There is a bug open in Debian related to gimp 2.10.2 and openblas 3.2: https://bugs.debian.org/cgi-bin/bugreport.cgi?bug=903514.

Depending on the machine and environment used, gimp can deadlock at startup because of a deadlock inside glibc. I’m forwarding what I wrote for the Debian bug tracker:

Using gdb to find where it hung (gimp-gdb.txt) gives threads waiting on a lock while doing thread-local related stuff and the main thread is in the process of dl_close-ing openblas waiting the threads to exit using pthread_join.

It seems that the lock used in tls_get_addr_tail [0] is the same as the one locked by _dl_close [1]. A recursive lock is used but here it does not help as the thread calling tls_get_addr_tail and _dl_close are not the same.

This deadlock may not happen everytime, in my case, the openblas threads are still initializing while _dl_close is called.

Given this, I think the offending commit in openblas is bf40f806 [2] which add TLS variables to avoid locking. But many change were done since then.

One of related bug report is [3] which seems to indicate that the locks handling is not easy inside glibc.
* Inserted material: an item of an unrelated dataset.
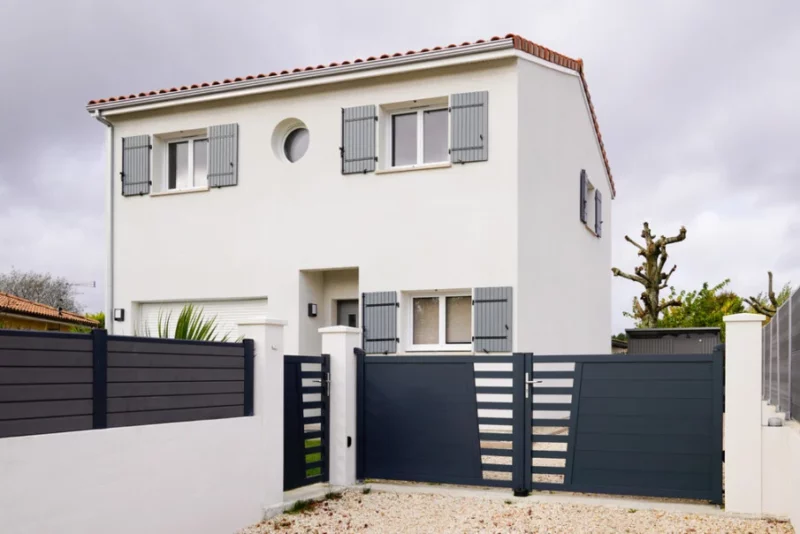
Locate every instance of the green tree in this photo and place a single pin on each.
(701, 308)
(191, 324)
(41, 287)
(100, 317)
There were an attempt to fix deadlocks between tls_get_addr and a _dl_close of a module whose finalizer joins with that thread [4].

So I see these possibles solutions:

  • Add a breaks between gimp and openblas
  • Disable TLS in openblas build (if possible, but this would cause a performance loss for users that use openblas without gimp)
  • Patch glibc to not deadlock (but this seems not easy to do at all)
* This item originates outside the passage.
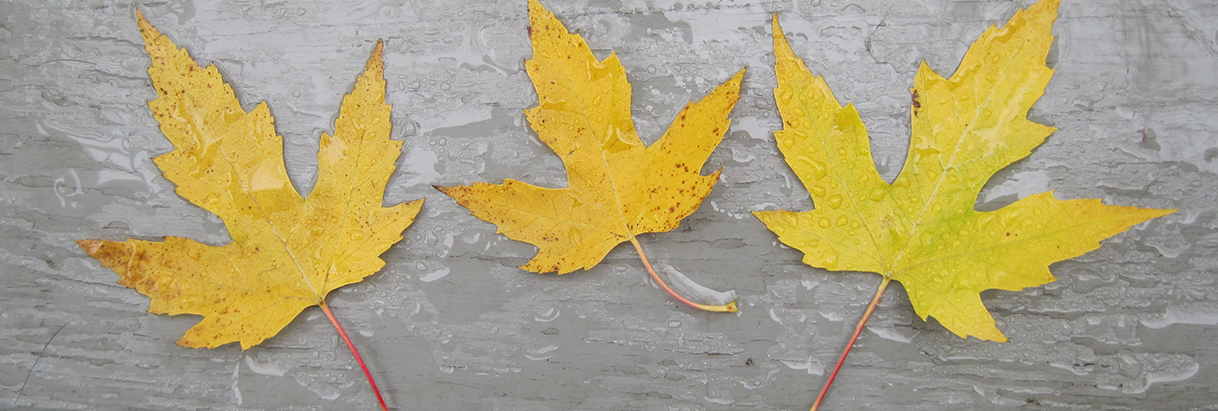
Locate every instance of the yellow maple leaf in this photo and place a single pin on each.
(288, 253)
(923, 231)
(616, 187)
[0] https://github.com/bminor/glibc/blob/glibc-2.27/elf/dl-tls.c#L761 [1] https://github.com/bminor/glibc/blob/glibc-2.27/elf/dl-close.c#L812

[2] https://github.com/xianyi/OpenBLAS/commit/bf40f806efa55c7a7c7ec57535919598eaeb569d#diff-31f8d4e8863583d95bf2f9529f83844e [4] https://sourceware.org/ml/libc-alpha/2015-06/msg00062.html

About this issue

  • Original URL
  • State: closed
  • Created 6 years ago
  • Comments: 31 (9 by maintainers)

Most upvoted comments

@amurzeau can you try out #1726? You’ll just need to define USE_COMPILER_TLS to 0 in your build; that PR allows you to override the flag.